I forget regular expressions faster then my mothers birthday. It is a major PITA. Anyhow I wanted a RE for parsing the HTTP response status line and have the sub-elements properly captured. I got this working :
const boost::regex status_line("HTTP/(\\d+?)\\.(\\d+?) (\\d+?) (.*)\r\n");
std::string status_test1("HTTP/1.1 200 hassan ali\r\n");
boost::smatch what;
std::cout << regex_match(status_test1,what, status_line, boost::match_extra) << std::endl;
std::cout << what.size() << std::endl;
BOOST_FOREACH(std::string s, what)
{
std::cout << s << std::endl;
}
The 4th capture group is what I was fussing about, particularly tokenising the words. But I don't need it so my job is done. However, I'd still like to know how to tokenise a space seperated sentence that ends with a '\0' which results in a vector/array of stripped words.

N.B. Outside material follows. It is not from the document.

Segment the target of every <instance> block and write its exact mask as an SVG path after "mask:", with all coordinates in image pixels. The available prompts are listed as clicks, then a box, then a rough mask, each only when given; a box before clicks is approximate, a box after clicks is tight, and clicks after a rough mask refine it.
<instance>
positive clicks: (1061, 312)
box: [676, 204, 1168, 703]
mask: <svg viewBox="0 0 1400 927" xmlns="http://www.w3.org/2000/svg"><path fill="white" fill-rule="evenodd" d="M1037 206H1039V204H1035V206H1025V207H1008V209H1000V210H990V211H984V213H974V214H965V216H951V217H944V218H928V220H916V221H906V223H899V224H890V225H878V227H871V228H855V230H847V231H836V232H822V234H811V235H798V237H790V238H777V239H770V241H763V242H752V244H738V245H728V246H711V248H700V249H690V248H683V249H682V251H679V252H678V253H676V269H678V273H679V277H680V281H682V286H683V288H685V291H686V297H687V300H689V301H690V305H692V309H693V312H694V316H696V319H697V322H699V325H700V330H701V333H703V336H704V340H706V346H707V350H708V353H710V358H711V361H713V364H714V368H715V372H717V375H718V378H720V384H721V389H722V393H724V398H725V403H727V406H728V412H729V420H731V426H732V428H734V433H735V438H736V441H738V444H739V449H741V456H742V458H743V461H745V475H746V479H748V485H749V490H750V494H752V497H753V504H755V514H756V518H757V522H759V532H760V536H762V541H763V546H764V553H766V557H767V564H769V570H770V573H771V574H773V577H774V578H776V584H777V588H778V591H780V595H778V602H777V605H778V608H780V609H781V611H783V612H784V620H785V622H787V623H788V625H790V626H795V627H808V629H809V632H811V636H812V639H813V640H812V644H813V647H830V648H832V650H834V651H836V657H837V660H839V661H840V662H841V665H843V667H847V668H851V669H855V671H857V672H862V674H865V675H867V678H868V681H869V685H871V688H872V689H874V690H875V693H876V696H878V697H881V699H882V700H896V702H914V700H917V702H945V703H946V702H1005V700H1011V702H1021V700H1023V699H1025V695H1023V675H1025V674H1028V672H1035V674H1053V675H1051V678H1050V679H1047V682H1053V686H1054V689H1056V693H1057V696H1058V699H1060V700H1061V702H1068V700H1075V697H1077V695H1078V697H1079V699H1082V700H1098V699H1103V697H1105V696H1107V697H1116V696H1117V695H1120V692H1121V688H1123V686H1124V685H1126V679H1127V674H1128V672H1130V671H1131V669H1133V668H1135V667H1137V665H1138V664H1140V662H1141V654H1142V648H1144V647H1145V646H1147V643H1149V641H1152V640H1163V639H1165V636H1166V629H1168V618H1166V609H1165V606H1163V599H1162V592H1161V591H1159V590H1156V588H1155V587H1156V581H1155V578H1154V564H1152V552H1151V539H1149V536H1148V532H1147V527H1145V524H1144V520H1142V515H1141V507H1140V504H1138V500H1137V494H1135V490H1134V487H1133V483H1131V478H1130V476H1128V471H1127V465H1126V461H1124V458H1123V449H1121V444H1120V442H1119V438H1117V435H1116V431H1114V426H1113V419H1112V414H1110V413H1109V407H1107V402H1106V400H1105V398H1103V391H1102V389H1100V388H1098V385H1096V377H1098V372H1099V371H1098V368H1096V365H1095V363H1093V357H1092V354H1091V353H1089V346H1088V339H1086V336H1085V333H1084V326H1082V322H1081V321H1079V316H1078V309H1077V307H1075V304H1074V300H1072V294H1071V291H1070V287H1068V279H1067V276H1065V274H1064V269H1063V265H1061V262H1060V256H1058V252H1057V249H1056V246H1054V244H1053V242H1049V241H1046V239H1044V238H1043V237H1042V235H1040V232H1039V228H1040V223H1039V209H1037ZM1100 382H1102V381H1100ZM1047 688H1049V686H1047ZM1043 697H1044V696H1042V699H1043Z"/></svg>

I can't get the following fragment to work
const boost::regex sentence_re("(.+?)( (.+?))*");
boost::smatch sentence_what;
std::string sentence("hassan ali syed ");
std::cout << boost::regex_match(sentence,sentence_what,sentence_re, boost::match_extra) << std::endl;
BOOST_FOREACH(std::string s, sentence_what)
{
std::cout << s << std::endl;
}
it shouldn't match "hassan ali syed "
, but it should match "hassan ali syed"
, and the capture group should output hassan
ali
syed
(with newlines), but it outputs hassan
syed
syed
(note, the space in the third syed<space>syed
. I suppose capture groups can't deal with recursive entities ?
So, is there a clean way for specifying a tokenising task in PCRE syntax, that results in a clean token vector (without repetition --i.e., I don't want the nested group to try and strip the whitespace).
I know this isn't the right tool for the job, spirit / lexx or boost::tokenise is best, and I know it isn't the right way to go about it. in .net when doing screen scraping I'd find tokens in bodies of text by repeatedly applying a regular expression to the body till it ran out of tokens.